The Mississippi Supreme Court reversed the Hancock County Board of Supervisors decision which denied Prestige Oysters’ application to use its property as a marina. The Court found the Board acted on a “whim” when it turned to a state law rather than the relevant zoning ordinance before it.
Prestige Oysters planned to use its coastal property to service vessels and also to unload oysters from its boats and truck them to Louisiana. Under local zoning, no variance is required for berthing, fueling, and loading and servicing boats in that area.
At the first of three hearings by the Board, the Planning and Zoning Inspector for Hancock County had no objections to the Prestige Oysters project. Yet in the third meeting, the Board discussed whether unloading seafood is processing. While Prestige Oysters’ application stated the property would not be used to process seafood or sell seafood, the Board turned to Mississippi Code § 49-15-28(2), which defines a seafood processor as any person “engaged in the canning, processing, freezing, drying, or shipping of oysters, fish, saltwater crabs, or saltwater shrimp.” That law applies to when someone needs a state license. Even though the law did not apply to zoning decisions, the Board interpreted it to mean that because Prestige Oysters shipped the oysters, they were processing them. The application was denied.
Prestige Oyster appealed to the Hancock County Circuit Court. That court found no evidence that the marina property was going to be used for seafood processing and reversed the Board’s decision. The Board went to the Mississippi Supreme Court, which agreed with the Circuit Court.

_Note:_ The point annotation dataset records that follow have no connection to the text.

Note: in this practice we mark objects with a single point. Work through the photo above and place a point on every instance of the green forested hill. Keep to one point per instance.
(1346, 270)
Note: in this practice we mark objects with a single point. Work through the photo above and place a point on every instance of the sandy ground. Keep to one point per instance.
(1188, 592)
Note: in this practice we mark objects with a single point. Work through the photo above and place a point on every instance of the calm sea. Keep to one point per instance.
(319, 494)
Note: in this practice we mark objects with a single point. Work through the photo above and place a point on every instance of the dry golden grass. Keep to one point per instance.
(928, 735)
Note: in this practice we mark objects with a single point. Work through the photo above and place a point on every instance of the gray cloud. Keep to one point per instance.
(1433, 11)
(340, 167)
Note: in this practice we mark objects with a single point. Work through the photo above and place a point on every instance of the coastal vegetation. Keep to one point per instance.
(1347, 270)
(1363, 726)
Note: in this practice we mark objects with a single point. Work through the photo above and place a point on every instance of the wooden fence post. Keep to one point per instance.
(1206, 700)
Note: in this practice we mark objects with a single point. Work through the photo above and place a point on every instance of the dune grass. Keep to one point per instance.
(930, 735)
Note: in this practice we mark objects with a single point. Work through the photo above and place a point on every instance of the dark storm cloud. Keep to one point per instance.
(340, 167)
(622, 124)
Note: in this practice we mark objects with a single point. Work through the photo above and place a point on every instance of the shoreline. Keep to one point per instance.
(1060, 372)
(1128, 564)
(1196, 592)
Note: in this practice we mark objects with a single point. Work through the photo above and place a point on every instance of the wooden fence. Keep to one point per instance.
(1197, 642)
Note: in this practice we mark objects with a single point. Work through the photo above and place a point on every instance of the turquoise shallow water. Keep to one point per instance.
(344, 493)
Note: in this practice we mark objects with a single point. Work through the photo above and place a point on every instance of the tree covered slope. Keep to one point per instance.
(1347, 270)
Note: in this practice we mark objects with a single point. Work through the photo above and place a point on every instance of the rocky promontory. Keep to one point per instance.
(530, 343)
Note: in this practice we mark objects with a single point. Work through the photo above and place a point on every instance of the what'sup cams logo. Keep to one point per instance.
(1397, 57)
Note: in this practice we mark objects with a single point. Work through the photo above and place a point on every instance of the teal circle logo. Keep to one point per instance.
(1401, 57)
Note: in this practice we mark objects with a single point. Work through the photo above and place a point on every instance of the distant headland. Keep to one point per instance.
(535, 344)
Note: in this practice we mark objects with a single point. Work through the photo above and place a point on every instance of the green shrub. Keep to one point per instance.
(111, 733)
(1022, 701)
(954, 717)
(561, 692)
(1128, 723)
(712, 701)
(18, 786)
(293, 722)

After acknowledging that the Supreme Court typically is deferential to a local board’s interpretations, it found the Board’s reliance on a definition for state licensing was arbitrary and capricious. The Court found that what mattered was whether any “processing uses” prohibited by the zoning ordinance would occur on the site. Although the zoning ordinance did not define “processing”, the Supreme Court agreed with the lower court that the better definition of processing oysters is preparing them for human consumption and not merely shipping them.